Артельные озабоченно стали оглядываться: куда подевался Хрящ? Тогда Шурка набрался смелости:
— Забоялся он. Когда все побежали, под нары спрятался. Меня в проходе мало не сшиб.
— Подь сюды! — зарычал артельщик.
Насмерть перепуганный Васька показался в полутьме прохода. Кто-то из шахтёров подтолкнул его, а Ефим успел перехватить. Притянув к себе, сказал:
— Чтоб твоего духу тут не было, гнида! — И отшвырнул в сторону.
Открыв двери лбом, Васька вывалился из казармы.
А вскоре появился полицейский урядник. Пьяный, он уселся за стол и пытался что-то писать. Ефим и ещё двое старых забойщиков сидели напротив него, отвечали на вопросы. Урядник был всклокоченный, таращил глаза и время от времени вздёргивал головой, которая неумолимо клонилась вниз.

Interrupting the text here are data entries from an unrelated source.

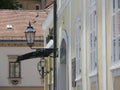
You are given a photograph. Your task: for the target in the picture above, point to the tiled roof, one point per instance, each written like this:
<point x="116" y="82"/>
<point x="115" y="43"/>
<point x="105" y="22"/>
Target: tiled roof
<point x="19" y="20"/>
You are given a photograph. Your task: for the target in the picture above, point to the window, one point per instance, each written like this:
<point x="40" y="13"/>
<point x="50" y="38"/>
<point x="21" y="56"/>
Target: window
<point x="93" y="49"/>
<point x="78" y="52"/>
<point x="19" y="6"/>
<point x="14" y="70"/>
<point x="37" y="7"/>
<point x="116" y="30"/>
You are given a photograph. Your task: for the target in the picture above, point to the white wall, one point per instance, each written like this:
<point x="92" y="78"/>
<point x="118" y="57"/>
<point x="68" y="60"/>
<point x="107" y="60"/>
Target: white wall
<point x="29" y="73"/>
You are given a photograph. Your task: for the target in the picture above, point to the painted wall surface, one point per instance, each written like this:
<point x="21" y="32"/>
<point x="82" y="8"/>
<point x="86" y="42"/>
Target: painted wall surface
<point x="29" y="74"/>
<point x="68" y="14"/>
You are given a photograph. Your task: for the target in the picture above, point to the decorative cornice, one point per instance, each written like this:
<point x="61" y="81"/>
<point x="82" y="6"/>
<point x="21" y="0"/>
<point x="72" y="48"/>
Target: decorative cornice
<point x="19" y="44"/>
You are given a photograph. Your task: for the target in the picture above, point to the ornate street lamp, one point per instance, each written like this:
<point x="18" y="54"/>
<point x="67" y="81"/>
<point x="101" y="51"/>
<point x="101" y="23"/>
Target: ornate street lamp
<point x="30" y="35"/>
<point x="40" y="67"/>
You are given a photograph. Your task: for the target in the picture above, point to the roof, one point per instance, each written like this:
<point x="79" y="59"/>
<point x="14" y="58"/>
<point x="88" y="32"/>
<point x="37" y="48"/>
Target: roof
<point x="19" y="20"/>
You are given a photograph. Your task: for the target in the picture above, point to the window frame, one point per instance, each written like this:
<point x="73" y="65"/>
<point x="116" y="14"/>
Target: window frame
<point x="115" y="31"/>
<point x="93" y="41"/>
<point x="14" y="73"/>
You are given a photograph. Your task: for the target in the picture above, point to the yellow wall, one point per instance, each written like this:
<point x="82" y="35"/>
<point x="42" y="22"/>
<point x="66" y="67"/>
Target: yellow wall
<point x="21" y="88"/>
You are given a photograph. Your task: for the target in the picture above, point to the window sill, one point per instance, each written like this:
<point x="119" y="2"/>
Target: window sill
<point x="78" y="78"/>
<point x="10" y="78"/>
<point x="115" y="66"/>
<point x="92" y="74"/>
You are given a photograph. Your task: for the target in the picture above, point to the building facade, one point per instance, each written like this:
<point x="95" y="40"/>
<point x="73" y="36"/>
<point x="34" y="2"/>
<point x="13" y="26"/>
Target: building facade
<point x="33" y="4"/>
<point x="19" y="75"/>
<point x="88" y="44"/>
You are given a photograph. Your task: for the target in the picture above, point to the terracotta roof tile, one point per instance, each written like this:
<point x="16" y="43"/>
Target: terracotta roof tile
<point x="19" y="20"/>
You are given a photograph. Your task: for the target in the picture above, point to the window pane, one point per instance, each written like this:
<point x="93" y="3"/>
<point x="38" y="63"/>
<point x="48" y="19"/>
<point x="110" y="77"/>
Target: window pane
<point x="11" y="69"/>
<point x="113" y="4"/>
<point x="118" y="3"/>
<point x="17" y="70"/>
<point x="119" y="49"/>
<point x="114" y="50"/>
<point x="118" y="22"/>
<point x="14" y="69"/>
<point x="114" y="26"/>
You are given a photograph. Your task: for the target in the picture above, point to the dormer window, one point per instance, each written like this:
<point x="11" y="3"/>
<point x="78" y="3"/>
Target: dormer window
<point x="9" y="27"/>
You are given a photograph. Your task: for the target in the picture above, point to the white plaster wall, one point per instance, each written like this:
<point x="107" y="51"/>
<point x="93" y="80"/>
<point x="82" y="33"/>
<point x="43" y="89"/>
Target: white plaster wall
<point x="29" y="73"/>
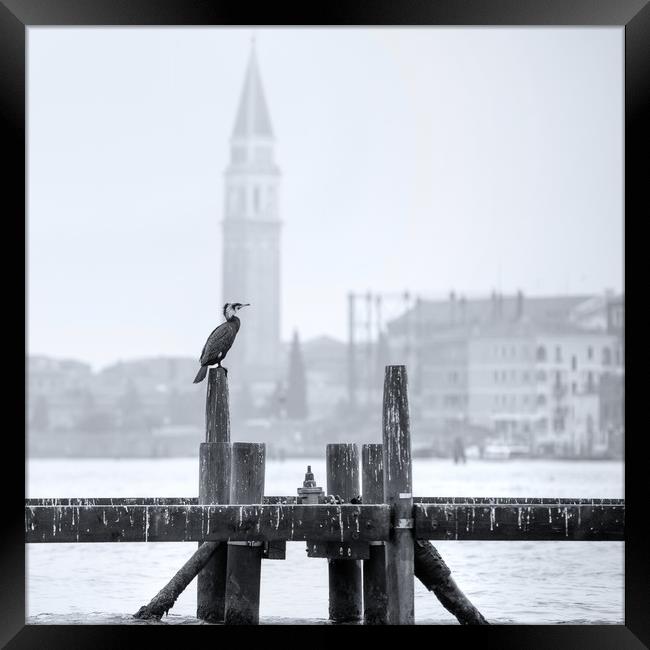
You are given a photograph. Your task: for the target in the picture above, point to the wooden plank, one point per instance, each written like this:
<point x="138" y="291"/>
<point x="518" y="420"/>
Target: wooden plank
<point x="335" y="523"/>
<point x="374" y="568"/>
<point x="192" y="523"/>
<point x="345" y="585"/>
<point x="338" y="550"/>
<point x="279" y="499"/>
<point x="245" y="561"/>
<point x="398" y="494"/>
<point x="517" y="522"/>
<point x="517" y="501"/>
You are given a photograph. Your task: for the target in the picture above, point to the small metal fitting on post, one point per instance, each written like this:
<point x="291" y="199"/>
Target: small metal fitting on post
<point x="309" y="492"/>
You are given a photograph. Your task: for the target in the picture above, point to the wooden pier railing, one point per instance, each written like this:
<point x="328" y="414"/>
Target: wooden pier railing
<point x="375" y="545"/>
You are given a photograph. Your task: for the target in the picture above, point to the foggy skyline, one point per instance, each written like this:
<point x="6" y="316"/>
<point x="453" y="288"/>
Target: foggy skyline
<point x="428" y="159"/>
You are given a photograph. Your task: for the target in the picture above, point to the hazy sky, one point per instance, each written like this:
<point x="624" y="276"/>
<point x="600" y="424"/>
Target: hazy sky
<point x="427" y="159"/>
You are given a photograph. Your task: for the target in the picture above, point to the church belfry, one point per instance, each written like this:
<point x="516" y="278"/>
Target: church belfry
<point x="251" y="232"/>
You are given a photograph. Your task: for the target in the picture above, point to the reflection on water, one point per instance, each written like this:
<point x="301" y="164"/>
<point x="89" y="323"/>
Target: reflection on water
<point x="510" y="582"/>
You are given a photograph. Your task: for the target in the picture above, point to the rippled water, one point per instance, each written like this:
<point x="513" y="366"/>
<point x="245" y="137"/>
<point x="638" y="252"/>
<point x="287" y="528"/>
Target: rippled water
<point x="509" y="582"/>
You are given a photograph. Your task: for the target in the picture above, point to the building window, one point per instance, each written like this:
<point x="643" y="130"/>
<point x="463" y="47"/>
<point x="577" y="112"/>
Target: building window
<point x="607" y="356"/>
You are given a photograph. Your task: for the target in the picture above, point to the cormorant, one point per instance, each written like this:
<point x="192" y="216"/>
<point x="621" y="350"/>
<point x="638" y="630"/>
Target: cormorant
<point x="220" y="341"/>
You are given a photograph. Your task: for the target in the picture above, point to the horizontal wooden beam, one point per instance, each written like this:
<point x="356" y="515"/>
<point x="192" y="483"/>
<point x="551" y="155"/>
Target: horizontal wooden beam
<point x="581" y="522"/>
<point x="139" y="501"/>
<point x="193" y="523"/>
<point x="159" y="520"/>
<point x="272" y="500"/>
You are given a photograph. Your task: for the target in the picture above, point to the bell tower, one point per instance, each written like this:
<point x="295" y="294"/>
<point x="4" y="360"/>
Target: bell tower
<point x="251" y="233"/>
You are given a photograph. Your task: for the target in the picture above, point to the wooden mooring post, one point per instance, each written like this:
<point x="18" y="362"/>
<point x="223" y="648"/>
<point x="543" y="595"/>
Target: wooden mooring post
<point x="214" y="488"/>
<point x="245" y="558"/>
<point x="345" y="587"/>
<point x="398" y="494"/>
<point x="374" y="568"/>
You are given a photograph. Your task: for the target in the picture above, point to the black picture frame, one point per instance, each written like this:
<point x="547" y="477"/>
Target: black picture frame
<point x="17" y="15"/>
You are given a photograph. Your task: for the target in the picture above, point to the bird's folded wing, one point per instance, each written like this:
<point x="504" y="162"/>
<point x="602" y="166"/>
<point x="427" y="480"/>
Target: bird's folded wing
<point x="219" y="340"/>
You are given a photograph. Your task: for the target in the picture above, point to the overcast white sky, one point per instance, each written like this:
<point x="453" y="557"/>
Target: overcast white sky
<point x="427" y="159"/>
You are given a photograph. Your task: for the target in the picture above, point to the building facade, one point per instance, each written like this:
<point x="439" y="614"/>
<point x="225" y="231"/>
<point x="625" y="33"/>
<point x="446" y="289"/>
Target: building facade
<point x="544" y="374"/>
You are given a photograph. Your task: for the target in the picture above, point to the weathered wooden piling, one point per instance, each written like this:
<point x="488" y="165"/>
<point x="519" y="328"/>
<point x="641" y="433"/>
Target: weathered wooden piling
<point x="435" y="575"/>
<point x="398" y="494"/>
<point x="374" y="568"/>
<point x="164" y="600"/>
<point x="345" y="587"/>
<point x="245" y="558"/>
<point x="214" y="487"/>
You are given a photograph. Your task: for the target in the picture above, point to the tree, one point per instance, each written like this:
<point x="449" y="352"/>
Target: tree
<point x="297" y="384"/>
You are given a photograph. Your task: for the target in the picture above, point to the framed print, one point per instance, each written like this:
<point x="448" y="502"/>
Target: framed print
<point x="325" y="319"/>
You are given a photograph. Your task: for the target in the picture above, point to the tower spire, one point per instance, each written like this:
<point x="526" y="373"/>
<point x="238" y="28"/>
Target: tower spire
<point x="252" y="115"/>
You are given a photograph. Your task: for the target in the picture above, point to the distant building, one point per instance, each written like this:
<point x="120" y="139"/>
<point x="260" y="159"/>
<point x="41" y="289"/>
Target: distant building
<point x="251" y="235"/>
<point x="325" y="358"/>
<point x="57" y="392"/>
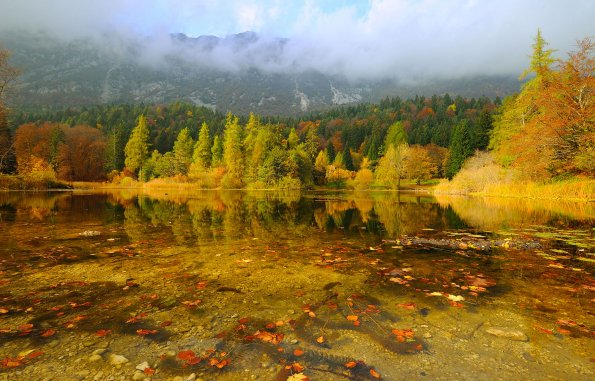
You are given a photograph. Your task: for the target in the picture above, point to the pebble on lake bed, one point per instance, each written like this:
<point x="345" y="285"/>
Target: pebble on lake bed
<point x="507" y="333"/>
<point x="115" y="359"/>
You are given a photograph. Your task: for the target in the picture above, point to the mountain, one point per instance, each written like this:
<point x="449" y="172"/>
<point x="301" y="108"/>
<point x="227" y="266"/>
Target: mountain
<point x="241" y="73"/>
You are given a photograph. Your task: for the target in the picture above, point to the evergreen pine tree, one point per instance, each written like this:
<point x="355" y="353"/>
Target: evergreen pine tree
<point x="137" y="148"/>
<point x="217" y="152"/>
<point x="183" y="150"/>
<point x="348" y="160"/>
<point x="460" y="149"/>
<point x="202" y="149"/>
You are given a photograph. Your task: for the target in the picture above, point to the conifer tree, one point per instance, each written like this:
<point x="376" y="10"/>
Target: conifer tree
<point x="232" y="153"/>
<point x="348" y="160"/>
<point x="460" y="149"/>
<point x="137" y="148"/>
<point x="202" y="149"/>
<point x="292" y="140"/>
<point x="183" y="150"/>
<point x="217" y="152"/>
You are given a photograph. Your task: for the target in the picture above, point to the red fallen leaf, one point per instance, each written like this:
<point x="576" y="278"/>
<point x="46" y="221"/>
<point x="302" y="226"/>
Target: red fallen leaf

В драке убили человека. Он оказался и не тамбовским, и не рязанским. И вообще не с их шахты — работал на втором номере того же Назаровского рудника. Как выяснилось, этот человек шёл из кабака и, увидав драку, ввязался в неё. Что им двигало — этого уже никому не узнать. Скорее всего, то же самое, что и остальными: застарелая злость, которую никакой водкой не зальёшь. Живая душа, загнанная в промозглую казарму, где ты прикован, как цепью, к шахте — с пяти утра и до восьми вечера, — где паскудишь своё тело вшивыми лохмотьями на нарах и липкими от грязи шахтёрками под землёй, — живая душа россиянина искала любого, пусть безумного, случая распахнуться, размахнуться, ударить так, чтобы всё вокруг — вдрызг!
Убедившись, что сегодня составление протокола ему не под силу, а зачинщик драки Васька Хрящ, как утверждали шахтёры, сбежал, урядник поднялся, погрозил кулаком и сказал:
— До завтра, с-сволочи…
…Не в добрый час появился Серёжка на шахте. Остаток дня он провёл с братом. Ходил с ним в механическую мастерскую, потом к вентилятору — железному жерлу в два человеческих роста высотой. В него со страшным рёвом засасывался воздух для вентиляции шахты. Его паровая машина пыхтела рядом, в небольшом кирпичном сарае. Шурка тягал с собой полуведёрную маслёнку и сумку с инструментом. Смело подходил к пыхтящей машине, открывал всякие лючки и заслонки, деловито пояснял, куда надо лить оленафт, куда набивать солидол, и с особым почтением из небольшой маслёнки закапывал масло.
В другое время это могло быть очень интересно, только Серёжку не покидала мысль про полицейского следователя, что приехал с помощником из Юзовки, про убитого человека и возможные неприятности, которые должны теперь наступить. Даже разговорчивость брата неприятно настораживала. С чего это Шурка всё о своём да о своём?
После гудка брат поспешно умылся, смерил Серёжку долгим, поскучневшим взглядом и сказал:
— Ну что… пошли в казарму.
Шахтёры ещё не вернулись со смены. За столом, подперев рукой подбородок, сидела кухарка, а напротив неё парень лет шестнадцати с плохо промытыми глазами. Он лениво ковырял ложкой пшённую кашу. Увидев вошедших, оживился.